* Banks rebound; RBS higher after update
                                 * Oil majors weak, curbing FTSE 100's gains
                                 * BA a top blue-chip riser after Q2 results
                                 
                                 By Jon Hopkins
                                 LONDON, Nov 6 (Reuters) - Britain's leading share index was
up 0.2 percent approaching midday on Friday with a rally by
banks offsetting weakness in oil majors in thin trade as
investors await the key U.S. October jobs report.
                                 At 1136 GMT, the FTSE 100 <> was 10.63 points higher at
5,136.27, on track for around a 1.6 percent increase on the
week, which would be the best weekly performance for a month.

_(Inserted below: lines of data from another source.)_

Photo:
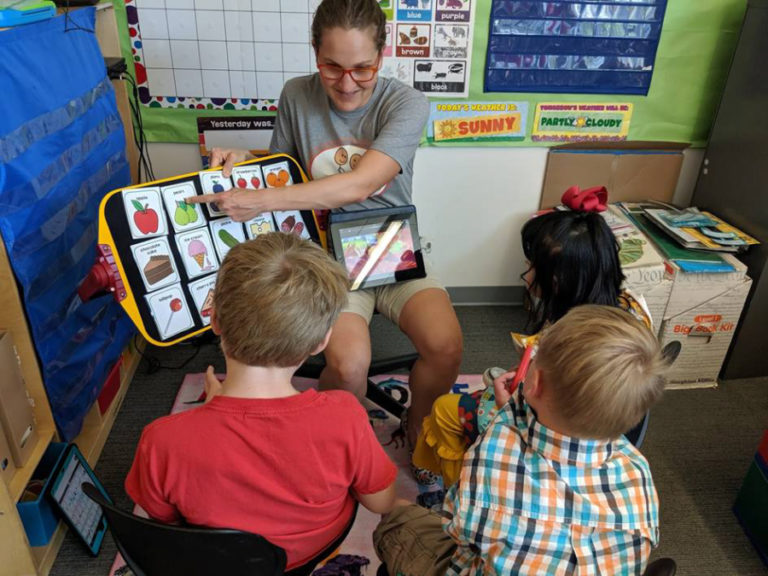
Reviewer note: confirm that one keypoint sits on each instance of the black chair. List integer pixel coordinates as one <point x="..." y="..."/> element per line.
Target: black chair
<point x="660" y="567"/>
<point x="151" y="548"/>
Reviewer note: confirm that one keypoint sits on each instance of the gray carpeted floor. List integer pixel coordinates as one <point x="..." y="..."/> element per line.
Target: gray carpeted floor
<point x="699" y="445"/>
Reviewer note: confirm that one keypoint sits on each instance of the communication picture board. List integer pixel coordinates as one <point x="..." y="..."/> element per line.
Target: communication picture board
<point x="167" y="252"/>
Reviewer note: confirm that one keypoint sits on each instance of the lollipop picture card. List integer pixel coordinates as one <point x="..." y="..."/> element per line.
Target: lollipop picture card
<point x="197" y="252"/>
<point x="170" y="311"/>
<point x="213" y="182"/>
<point x="144" y="209"/>
<point x="155" y="263"/>
<point x="183" y="216"/>
<point x="291" y="222"/>
<point x="226" y="234"/>
<point x="202" y="294"/>
<point x="247" y="177"/>
<point x="262" y="224"/>
<point x="277" y="175"/>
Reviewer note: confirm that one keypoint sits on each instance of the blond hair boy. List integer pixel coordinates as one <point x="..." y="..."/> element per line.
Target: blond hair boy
<point x="551" y="487"/>
<point x="261" y="456"/>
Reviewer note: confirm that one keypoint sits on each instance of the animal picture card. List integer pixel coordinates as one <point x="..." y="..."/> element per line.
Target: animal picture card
<point x="213" y="182"/>
<point x="226" y="234"/>
<point x="197" y="252"/>
<point x="262" y="224"/>
<point x="170" y="311"/>
<point x="291" y="222"/>
<point x="248" y="177"/>
<point x="202" y="294"/>
<point x="155" y="263"/>
<point x="144" y="209"/>
<point x="277" y="175"/>
<point x="183" y="216"/>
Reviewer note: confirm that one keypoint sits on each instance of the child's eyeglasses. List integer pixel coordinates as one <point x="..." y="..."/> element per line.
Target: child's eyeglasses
<point x="333" y="72"/>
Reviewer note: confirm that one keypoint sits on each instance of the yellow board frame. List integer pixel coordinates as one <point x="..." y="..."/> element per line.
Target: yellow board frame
<point x="105" y="238"/>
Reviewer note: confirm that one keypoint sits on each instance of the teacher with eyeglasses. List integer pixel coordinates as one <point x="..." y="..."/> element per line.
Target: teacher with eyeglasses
<point x="355" y="134"/>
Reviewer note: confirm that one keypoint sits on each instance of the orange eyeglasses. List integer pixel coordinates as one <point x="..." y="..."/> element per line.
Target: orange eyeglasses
<point x="333" y="72"/>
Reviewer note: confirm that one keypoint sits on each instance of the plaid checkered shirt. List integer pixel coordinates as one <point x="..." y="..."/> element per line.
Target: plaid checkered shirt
<point x="531" y="501"/>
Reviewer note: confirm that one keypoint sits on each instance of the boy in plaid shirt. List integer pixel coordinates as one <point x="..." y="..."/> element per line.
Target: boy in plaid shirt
<point x="552" y="487"/>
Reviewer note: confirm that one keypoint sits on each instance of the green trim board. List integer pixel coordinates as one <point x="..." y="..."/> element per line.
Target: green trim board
<point x="696" y="47"/>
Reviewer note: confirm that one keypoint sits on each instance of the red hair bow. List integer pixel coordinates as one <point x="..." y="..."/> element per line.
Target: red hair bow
<point x="589" y="200"/>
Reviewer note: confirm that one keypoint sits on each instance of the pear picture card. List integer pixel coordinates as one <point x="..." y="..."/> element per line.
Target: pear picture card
<point x="144" y="209"/>
<point x="226" y="234"/>
<point x="197" y="252"/>
<point x="170" y="311"/>
<point x="202" y="294"/>
<point x="213" y="182"/>
<point x="248" y="177"/>
<point x="183" y="216"/>
<point x="155" y="262"/>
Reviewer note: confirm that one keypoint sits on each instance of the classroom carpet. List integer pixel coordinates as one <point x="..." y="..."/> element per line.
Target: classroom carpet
<point x="358" y="543"/>
<point x="699" y="444"/>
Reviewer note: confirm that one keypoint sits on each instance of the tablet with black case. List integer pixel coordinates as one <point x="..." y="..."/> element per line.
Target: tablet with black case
<point x="377" y="247"/>
<point x="65" y="492"/>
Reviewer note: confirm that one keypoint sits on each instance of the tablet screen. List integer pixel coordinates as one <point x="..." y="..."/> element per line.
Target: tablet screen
<point x="80" y="512"/>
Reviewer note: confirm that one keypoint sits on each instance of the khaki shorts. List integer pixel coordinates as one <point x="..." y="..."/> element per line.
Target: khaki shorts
<point x="392" y="298"/>
<point x="411" y="541"/>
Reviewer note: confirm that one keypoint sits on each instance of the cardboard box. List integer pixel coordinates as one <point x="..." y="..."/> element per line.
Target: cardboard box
<point x="702" y="314"/>
<point x="631" y="171"/>
<point x="16" y="416"/>
<point x="7" y="468"/>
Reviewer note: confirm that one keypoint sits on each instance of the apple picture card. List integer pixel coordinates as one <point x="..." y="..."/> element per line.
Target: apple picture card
<point x="202" y="294"/>
<point x="144" y="210"/>
<point x="291" y="222"/>
<point x="170" y="311"/>
<point x="197" y="252"/>
<point x="248" y="177"/>
<point x="183" y="216"/>
<point x="155" y="262"/>
<point x="213" y="182"/>
<point x="277" y="175"/>
<point x="262" y="224"/>
<point x="226" y="234"/>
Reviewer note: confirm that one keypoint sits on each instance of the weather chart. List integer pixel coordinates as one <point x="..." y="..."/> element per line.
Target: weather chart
<point x="237" y="54"/>
<point x="166" y="252"/>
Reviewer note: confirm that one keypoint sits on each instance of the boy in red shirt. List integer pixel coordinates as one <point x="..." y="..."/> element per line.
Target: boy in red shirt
<point x="261" y="456"/>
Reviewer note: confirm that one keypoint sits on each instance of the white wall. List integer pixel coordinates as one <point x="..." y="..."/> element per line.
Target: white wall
<point x="471" y="204"/>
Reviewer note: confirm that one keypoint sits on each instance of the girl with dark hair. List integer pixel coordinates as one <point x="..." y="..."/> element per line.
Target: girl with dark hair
<point x="355" y="134"/>
<point x="573" y="259"/>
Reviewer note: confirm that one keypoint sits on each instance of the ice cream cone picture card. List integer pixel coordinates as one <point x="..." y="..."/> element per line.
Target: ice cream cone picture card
<point x="247" y="177"/>
<point x="226" y="234"/>
<point x="213" y="182"/>
<point x="197" y="252"/>
<point x="277" y="175"/>
<point x="183" y="216"/>
<point x="202" y="293"/>
<point x="262" y="224"/>
<point x="144" y="209"/>
<point x="155" y="263"/>
<point x="170" y="311"/>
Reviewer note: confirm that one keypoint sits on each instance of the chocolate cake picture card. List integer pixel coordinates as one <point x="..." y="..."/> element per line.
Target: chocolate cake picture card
<point x="202" y="293"/>
<point x="155" y="263"/>
<point x="183" y="216"/>
<point x="262" y="224"/>
<point x="170" y="311"/>
<point x="248" y="177"/>
<point x="197" y="252"/>
<point x="226" y="235"/>
<point x="291" y="222"/>
<point x="144" y="210"/>
<point x="213" y="182"/>
<point x="277" y="175"/>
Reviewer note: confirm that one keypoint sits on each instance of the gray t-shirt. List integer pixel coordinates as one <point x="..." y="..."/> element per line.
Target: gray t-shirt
<point x="326" y="141"/>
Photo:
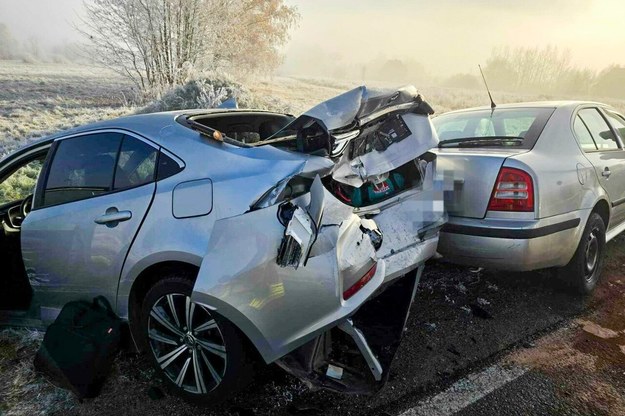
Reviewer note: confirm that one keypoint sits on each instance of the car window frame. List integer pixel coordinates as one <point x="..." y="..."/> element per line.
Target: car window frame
<point x="534" y="132"/>
<point x="615" y="131"/>
<point x="45" y="171"/>
<point x="600" y="110"/>
<point x="21" y="158"/>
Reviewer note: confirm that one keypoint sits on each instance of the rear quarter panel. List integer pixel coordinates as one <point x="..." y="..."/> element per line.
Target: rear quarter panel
<point x="564" y="179"/>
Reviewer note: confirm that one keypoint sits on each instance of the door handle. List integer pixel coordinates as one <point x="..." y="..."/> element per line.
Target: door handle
<point x="112" y="217"/>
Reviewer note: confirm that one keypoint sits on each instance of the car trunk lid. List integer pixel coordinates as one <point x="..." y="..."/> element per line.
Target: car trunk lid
<point x="469" y="177"/>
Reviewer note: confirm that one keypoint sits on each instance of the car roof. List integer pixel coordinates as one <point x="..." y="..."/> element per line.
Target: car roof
<point x="157" y="127"/>
<point x="570" y="104"/>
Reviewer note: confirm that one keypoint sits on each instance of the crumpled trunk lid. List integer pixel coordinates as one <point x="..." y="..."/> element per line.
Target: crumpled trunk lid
<point x="366" y="133"/>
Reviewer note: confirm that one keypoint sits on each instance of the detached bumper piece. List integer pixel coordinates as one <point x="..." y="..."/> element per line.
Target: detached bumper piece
<point x="356" y="356"/>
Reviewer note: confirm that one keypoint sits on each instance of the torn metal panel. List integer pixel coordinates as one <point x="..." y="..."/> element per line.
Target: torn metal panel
<point x="369" y="163"/>
<point x="299" y="235"/>
<point x="356" y="356"/>
<point x="367" y="133"/>
<point x="242" y="279"/>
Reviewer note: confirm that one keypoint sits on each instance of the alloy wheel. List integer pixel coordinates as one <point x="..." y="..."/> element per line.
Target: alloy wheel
<point x="187" y="343"/>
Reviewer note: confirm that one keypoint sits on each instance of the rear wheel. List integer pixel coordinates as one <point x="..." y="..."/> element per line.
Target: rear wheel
<point x="199" y="354"/>
<point x="584" y="270"/>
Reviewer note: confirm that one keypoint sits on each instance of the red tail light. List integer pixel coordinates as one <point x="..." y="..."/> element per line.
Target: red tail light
<point x="360" y="283"/>
<point x="513" y="191"/>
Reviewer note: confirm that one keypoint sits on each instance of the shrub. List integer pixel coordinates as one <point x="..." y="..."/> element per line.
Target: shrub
<point x="210" y="93"/>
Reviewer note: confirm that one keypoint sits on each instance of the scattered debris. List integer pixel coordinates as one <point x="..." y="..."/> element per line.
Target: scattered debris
<point x="597" y="330"/>
<point x="528" y="344"/>
<point x="452" y="349"/>
<point x="304" y="410"/>
<point x="482" y="302"/>
<point x="493" y="287"/>
<point x="241" y="411"/>
<point x="480" y="312"/>
<point x="431" y="326"/>
<point x="155" y="393"/>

                                 "We have seen some investors come in and take some profits
off the table but at present it is really quiet as everyone is
looking ahead to the non-farm payrolls," said Joshua Raymond,
market strategist at City Index.
                                 The U.S. economy is expected to have shed 175,000 jobs in
October, the 22nd month of job losses, but lower than the
263,000 cuts seen in September. Unemployment, however, is
forecast to climb to 9.9 percent.
                                 "If we see that the U.S. economy actually lost closer to
100,000 jobs than 200,000, then investors could react quite
positively and we could end the week on a high. However, a weak
number and the 5,100 support level on the FTSE could come under
threat quickly," Raymond said.
                                 A rally by banking stocks provided the main strength for UK
blue chips as investors digested a third-quarter trading
statement from Royal Bank of Scotland <RBS.L>, which the top
blue-chip riser, up 7.5 percent.
                                 Part-nationalised RBS made an operating loss of 1.5 billion
pounds ($2.5 billion) in the third quarter as it took 3.3
billion pounds of bad debts and profits at its investment bank
arm more than halved from the previous quarter. []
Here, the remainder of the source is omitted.